Ebben is among the faculty members who have had a significant positive impact on Thone, along with biology faculty members Greg Smith and Andrew Karls.

“Dr. Ebben is one of the most qualified people in the world to teach these courses and research opportunities,” she said. “He invests a lot into his students. I feel so lucky to be part of this program.”

Attending Lakeland allowed Thone to continue playing basketball, and she said Head Women’s Basketball Coach Amber Peterson is another invaluable mentor. “Having her as an ally to work through things has been so beneficial,” Thone said.

Thone also picked up a best friend and go-to study buddy in roommate and basketball teammate Hayley Walding, a biology major from Bradenton, Fla.

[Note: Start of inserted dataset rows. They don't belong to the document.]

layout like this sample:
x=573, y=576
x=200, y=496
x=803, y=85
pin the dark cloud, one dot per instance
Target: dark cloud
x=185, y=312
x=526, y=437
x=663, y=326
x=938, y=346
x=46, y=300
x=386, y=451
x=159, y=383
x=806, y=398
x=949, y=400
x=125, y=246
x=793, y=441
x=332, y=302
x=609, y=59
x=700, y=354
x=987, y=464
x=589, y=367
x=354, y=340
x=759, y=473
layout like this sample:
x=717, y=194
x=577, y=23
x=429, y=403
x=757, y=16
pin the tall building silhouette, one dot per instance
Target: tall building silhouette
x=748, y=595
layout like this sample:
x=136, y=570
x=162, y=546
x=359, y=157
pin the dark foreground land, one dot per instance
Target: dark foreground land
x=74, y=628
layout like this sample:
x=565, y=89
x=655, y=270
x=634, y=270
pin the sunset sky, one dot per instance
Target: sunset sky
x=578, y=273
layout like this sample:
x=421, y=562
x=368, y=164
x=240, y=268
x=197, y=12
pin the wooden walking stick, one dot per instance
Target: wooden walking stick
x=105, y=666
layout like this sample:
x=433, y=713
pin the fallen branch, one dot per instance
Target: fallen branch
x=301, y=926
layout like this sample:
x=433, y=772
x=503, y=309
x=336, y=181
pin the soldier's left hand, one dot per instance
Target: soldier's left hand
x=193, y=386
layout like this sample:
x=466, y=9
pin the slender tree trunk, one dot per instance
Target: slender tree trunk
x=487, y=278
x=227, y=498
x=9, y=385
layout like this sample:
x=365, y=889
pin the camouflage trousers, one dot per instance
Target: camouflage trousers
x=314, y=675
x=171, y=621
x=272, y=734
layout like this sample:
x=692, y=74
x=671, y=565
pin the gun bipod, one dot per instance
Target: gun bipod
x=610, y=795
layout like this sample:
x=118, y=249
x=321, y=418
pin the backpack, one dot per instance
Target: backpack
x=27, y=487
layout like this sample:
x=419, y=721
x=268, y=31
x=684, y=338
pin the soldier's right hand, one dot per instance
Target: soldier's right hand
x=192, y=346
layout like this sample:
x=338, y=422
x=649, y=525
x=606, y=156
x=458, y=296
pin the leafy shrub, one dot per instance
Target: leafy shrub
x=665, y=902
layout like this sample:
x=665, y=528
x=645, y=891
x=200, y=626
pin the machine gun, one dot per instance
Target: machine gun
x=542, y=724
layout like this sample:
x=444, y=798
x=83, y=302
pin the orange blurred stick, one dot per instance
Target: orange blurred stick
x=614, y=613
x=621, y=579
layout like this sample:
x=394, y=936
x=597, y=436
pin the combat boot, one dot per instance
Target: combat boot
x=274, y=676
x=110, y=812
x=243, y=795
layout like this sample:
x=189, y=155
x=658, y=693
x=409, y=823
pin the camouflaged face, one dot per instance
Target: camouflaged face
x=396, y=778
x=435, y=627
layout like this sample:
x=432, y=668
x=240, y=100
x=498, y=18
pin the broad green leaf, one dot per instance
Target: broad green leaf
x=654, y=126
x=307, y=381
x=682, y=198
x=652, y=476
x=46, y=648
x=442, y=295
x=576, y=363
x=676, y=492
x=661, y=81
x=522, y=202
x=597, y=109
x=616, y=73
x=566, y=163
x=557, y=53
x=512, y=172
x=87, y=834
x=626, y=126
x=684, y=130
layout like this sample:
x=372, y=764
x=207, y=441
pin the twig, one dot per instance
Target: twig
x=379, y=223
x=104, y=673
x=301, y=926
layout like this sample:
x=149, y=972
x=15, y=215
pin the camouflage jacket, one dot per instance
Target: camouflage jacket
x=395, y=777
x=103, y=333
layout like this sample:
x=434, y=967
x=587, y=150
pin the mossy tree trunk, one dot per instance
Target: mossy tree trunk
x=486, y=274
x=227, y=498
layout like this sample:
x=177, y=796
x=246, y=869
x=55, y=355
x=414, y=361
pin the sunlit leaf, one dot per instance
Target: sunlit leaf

“My freshmen year, I spent so much time on school,” Thone said. “Hayley was that person to say ‘You can’t do school all the time,’ and someone to lean on. I didn’t fully understand I needed that when I got here. We’re very opposite, but very complimentary. She is a big part my life.”

Armed with a wealth of research experience and a quiet confidence, Thone will begin the graduate school application process this summer. She’s anxious to begin a career that will never have a shortage of learning opportunities.

“That’s why having the research foundation here at Lakeland is so important,” Thone said. “I’ll hear something and wonder what ‘this’ had to do with ‘that’ and pull up the research database. There is always research to be had and information you can look up to improve your approach. It’s such a natural part of how I learn now.”